2014-10-31 10:18:50

Reformationsgedenken: Mehr als nur Spaltung


RealAudioMP3 Eine Geschichte der Spaltung, aber auch eine Geschichte des Wandels: Zum Reformationsgedenktag an diesem Freitag erinnert der österreichische evangelisch-lutherische Bischof Michael Bünker daran, dass die Reformation ein „europaweiter Aufbruch, an verschiedenen Orten und zu verschiedenen Zeiten“ gewesen sei. Bünker sprach beim traditionellen Reformationsempfang seiner Kirche am Mittwochabend in Wien.

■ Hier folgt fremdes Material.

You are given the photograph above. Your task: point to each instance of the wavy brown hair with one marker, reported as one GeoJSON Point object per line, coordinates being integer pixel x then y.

„Reformation meint immer mehr: Sie ist mehr als nur eine Reform hier und da und dort. Sie war ein Aufbruch weit über die Grenzen der Kirche hinaus. Und sie war ein Aufbruch weit über das 16. Jahrhundert hinaus, mit Auswirkungen bis heute. Deshalb bedeutet das Reformationsjubiläum nie, dass sich evangelische Kirchen selbst feiern, sondern es bedeutet immer diesen Aufbruch in die Welt.“

Wenn 2017 der 500. Jahrestag des Thesenanschlags durch Martin Luther an der Schlosskirche von Wittenberg als Startschuss der Reformation begangen wird, dann dürfe nicht allein die Trennung betont werden. Weil die Reformation alle betroffen habe, brauche es auch im Gedenken ein Miteinander, so Bünker.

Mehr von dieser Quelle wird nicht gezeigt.